El futuro como refugio

Nunca fue buena idea diseñar futuros. En ellos hay una promesa elevada a una potencia, es decir, cielo, lumbago, cristales. A pesar de la advertencia, y ya de niños, nos empeñamos en seguir dándole color, forma y heridas. Vivir posibilidades en lugar del verbo solo. Así sepultamos castillos y playas, miramos al frente dejándonos atrás, o al menos una parte que sucede como se suceden los trenes que atraviesan campos que atraviesan estaciones. Porque pertenecemos al porvenir, por mucho que insista el monitor de yoga. Sin embargo, no todo va a ser malo o peor. Cuando la realidad nos va a la contra, podemos hacernos un ovillo, una paca de paja, lo que queramos, arder en el incendio del verano, refugiarnos en el humo de la próxima estación.

El tiempo entonces muta. El salón y su paisaje necesitan una mano de pintura, quizás sábanas nuevas, gasolina. Cambios. Futuro como casa, refugio que recibe a todos, incluso a los que mueren al otro lado de la valla. A las pruebas hay que remitirse. El dolor de ahora, de misa diaria y parpadeo, se disuelve en el transcurso de las tardes hasta convertirse en una sonrisa si encadena meses, noches, después años. ¿Ves? No lo viste venir, por eso sonríes sin darte cuenta, ahora, sí, ahora.

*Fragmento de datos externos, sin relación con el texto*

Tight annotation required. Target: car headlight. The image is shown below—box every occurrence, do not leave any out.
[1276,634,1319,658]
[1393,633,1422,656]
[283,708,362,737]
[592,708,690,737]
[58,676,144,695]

Queda claro que tu biografía no equivale a tu futuro, tampoco eres ni serás el mismo, exceso de velocidad y circunstancia. Entonces recuerdas lo malo cuando lo peor quedó atrás. Las ruinas se fueron llenado de vegetación, también de sombra y carreteras. De ahí la insistencia de reunirte con el futuro. «He cambiado», dices, aunque él intuye el tuétano y esa manera tan tuya de andar con prisa. Le dices que sigue siendo tu refugio, el lugar que mojas cuando lloras. Ahí, bajo el aire cargado de promesas os dais un abrazo largo, cálido. Ya es pasado, por eso lo echarás de menos.